EU signals opening of new chapter for Turkey

EU signals opening of new chapter for Turkey

EU signals opening of new chapter for Turkey

EU signals a new start to negotiations with Turkey, says EU Minister Bağış (C) at the 31st meeting of the EU-Turkey Joint Consultative Committee. AA photo

As the European Union signals a new start to stalemated negotiations with Turkey during Ireland’s rotating presidency, Turkey’s EU minister has called on the bloc to open the 19th chapter, Social Policy and Employment. Turkey has had positive signals from France suggesting it will lift its block on some negotiation chapters, the EU minister said.

Turkey adopted two pieces of legislation on union rights to comply with the benchmarks of the 19th chapter, EU Minister Egemen Bağış said yesterday, speaking at the 31st meeting of the EU-Turkey Joint Consultative Committee. Bağış said following his visit to Dublin in January he would visit France in February too.

However, Staffan Nilsson, president of the European Economic and Social Committee, said the first assessment made by ILO and global unions of Turkey’s new union rights legislation still fell short of complying with the total EU Acquis.

The EU is not the only direction Turkey is moving in politically, Nilsson said, therefore the perception of accession must be credible, and the process must be kept alive by the EU institutions and member states.

Yet, Nilsson also expressed concern on recent developments in Turkey. “Statements made by Turkish politicians have made me sometimes wonder how much the EU is on the agenda of Turkey. For instance, to discuss the possibility of reestablishment of the death penalty would be totally the wrong direction,” he noted.

“If we look also at key areas, fundamental freedoms and rights such as freedom of expression, freedom of association and the right of fair trial, it’s clear that on those issues the situation has not moved in the best direction,” he added.

They knew that Turkey was in a particular geographical position with some security threats on its borders, Nilsson said. “But the context should never justify a breach in the fundamental rights of citizens of Turkey.”

Citing the recent debate over Prime Minister Recep Tayyip Erdoğan’s suggestion that the separation of powers was the main obstacle of the government, Bağış said one of the prominent elements in writing the new charter was the principle of separation of powers, referring to the presidential system.
“Unfortunately the separation of powers appears as clashes of powers at the moment due to the seizure of authority by bureaucratic oligarchy,” Bağış said. Separation of powers does not mean the judiciary dominates the legislature and executive, he added.

PM Erdoğan due to visit Brussels

Bağış said José Manuel Barroso, president of the European Commission, and Herman Van Rompuy, the president of the European Council, have officially invited Erdoğan to Brussels.

“We insisted Prime Minister Erdoğan be invited to the EU summit, where leaders of member countries also participate.
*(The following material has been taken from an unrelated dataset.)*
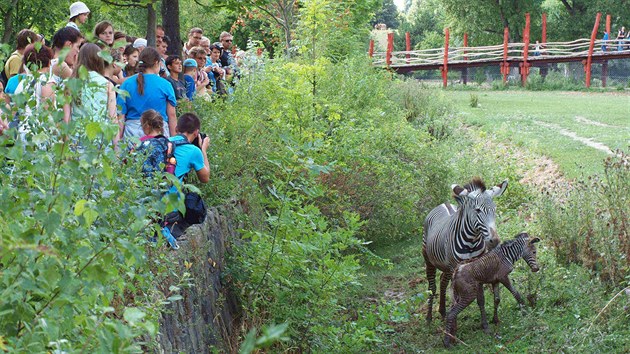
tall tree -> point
(170, 22)
(388, 14)
(151, 14)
We have signals that the prime minister will be invited for the summit next March,” Bağış said.

German Chancellor Angela Merkel would also visit Turkey in late February, the minister added.

Hisarcıklıoğlu rebukes low profile participation

Rifat Hisarcıklıoğlu, chairman of the Union of Chambers and Commodity Exchanges of Turkey (TOBB), rebuked EU officials’ low participation to the Joint Consultative Committee meeting.

“This committee awaits support and courage,” Hisarcıklıoğlu said yesterday at the meeting.
He said the EU should not turn in on itself in order to overcome the economic crisis, adding that the EU should consider enlargement as an opportunity.